Step 2: Conduct an Initial Assessment
Before committing to new branding and positioning endeavours, step back and thoroughly assess your current initiatives. Basic questions to address at the inception are:
- Who is your target market?
- What is your current brand?
- What was your branding and business development budget for the year?
- Have you identified your niche practice areas and specializations?
- Do you know your key client industries?
- How do you currently measure the effectiveness of marketing endeavours?
- What has been your past return on investment (ROI)?
Step 3: Carve, Differentiate and Evolve Your Brand
Most law firms let their brand develop as a part of the flow. Many of such law firms engage in a “visible branding” initiatives, such as graphic components such as a logo and randomly chosen tag lines, neglecting to strategically develop image and core message.
Start defining your ideal brand by exploring the unique qualities that differentiate you from your competitors. A strategically positioned law firm resonates with us in a significant way, and create its own individuality. Consequentially, this may not appeal to every current and prospective clients.
The firm should own the category it aspires to be positioned in, and ideally should be the first in a position.
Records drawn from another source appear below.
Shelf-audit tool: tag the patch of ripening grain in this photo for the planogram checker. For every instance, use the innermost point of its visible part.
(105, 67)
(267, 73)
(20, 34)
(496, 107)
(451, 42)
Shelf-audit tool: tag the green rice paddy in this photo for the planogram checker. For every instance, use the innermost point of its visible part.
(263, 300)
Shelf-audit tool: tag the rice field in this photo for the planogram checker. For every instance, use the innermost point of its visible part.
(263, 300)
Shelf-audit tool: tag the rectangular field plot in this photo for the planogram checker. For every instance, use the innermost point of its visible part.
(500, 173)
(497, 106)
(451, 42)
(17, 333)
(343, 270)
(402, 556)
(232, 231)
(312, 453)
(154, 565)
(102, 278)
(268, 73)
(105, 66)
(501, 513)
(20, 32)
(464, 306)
Differentiation is key!
Step 4: Write Down Monthly Goals for Branding and Business Development Initiatives
Strategic branding and business development plans yield best results only when carefully laid out steps are implemented on a consistent and persistent basis. Create or adopt an activity management and accountability system that keeps you on track.
Don’t waste resources, in terms of money, time and talent, on anything that is not measurable. Identifying or creating long term customized positioning platforms, like your own blog or newsletters, can not only be much more effective as compared to a display ad (Indian law firms can only advertise outside India), but also easily measurable.
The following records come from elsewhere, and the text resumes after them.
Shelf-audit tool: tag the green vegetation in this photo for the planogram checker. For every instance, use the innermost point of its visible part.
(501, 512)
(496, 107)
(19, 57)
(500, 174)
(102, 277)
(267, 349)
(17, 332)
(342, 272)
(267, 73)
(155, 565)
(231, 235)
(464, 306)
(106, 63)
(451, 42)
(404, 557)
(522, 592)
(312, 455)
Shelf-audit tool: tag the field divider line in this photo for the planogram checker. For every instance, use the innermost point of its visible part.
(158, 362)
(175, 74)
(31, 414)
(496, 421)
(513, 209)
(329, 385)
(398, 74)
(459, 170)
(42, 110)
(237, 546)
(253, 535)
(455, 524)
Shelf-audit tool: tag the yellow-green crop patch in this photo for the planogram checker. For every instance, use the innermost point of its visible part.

Step 5: Establish a Specific and Consistent Follow-up Process
The reason that follow-up is so important is because that is where all the revenue is. It is not found in the introductory event, pitch or handshake. The frequency and method of future contact with the prospective client or referral source is context dependent. Bear in mind it takes 7 “touches” to establish a relationship. With online touches that number increases to 7-16 times. Sometimes the situation calls for an immediate lunch or even a phone call. When immediacy is not necessary or appropriate, you could schedule periodic “soft touches” over the course of the upcoming year. “Soft touches” include sending notifications of blog posts, copies of your published articles, and invitations to firm-sponsored seminars.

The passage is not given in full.